IEEE Transactions on Evolutionary Computation
- Discipline: evolutionary and natural computation
- Language: English
- Edited by: Carlos A. Coello Coello

Publication details
- History: 1997–present
- Publisher: IEEE Computational Intelligence Society
- Frequency: Bimonthly
- Impact factor: 16.497 (2021)

Standard abbreviations
- ISO 4: IEEE Trans. Evol.

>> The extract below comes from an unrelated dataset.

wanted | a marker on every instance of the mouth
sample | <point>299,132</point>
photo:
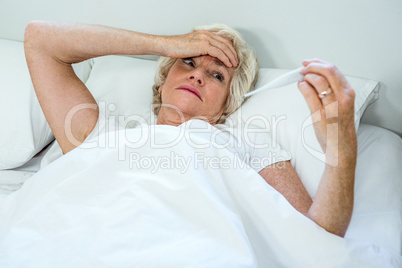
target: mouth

Comput.

Indexing
- CODEN: ITEVF5
- ISSN: 1089-778X (print) 1941-0026 (web)
- LCCN: 97648327
- OCLC no.: 35127428

Links
- Journal homepage; Online access;

= IEEE Transactions on Evolutionary Computation =

IEEE Transactions on Evolutionary Computation is a bimonthly peer-reviewed scientific journal published by the IEEE Computational Intelligence Society. It covers evolutionary computation and related areas including nature-inspired algorithms, population-based methods, and optimization where selection and variation are integral, and hybrid systems where these paradigms are combined. The editor-in-chief is Carlos A. Coello Coello (CINVESTAV). According to the Journal Citation Reports, the journal has a 2021 impact factor of 16.497.

The journal was established in 1997 by the IEEE Neural Networks Council, with David B. Fogel as founding editor-in-chief (1997-2002). Other editors-in-chief have included Xin Yao (2003-2008), Garrison Greenwood (2009-2014) and Kay Chen Tan (2015-2020).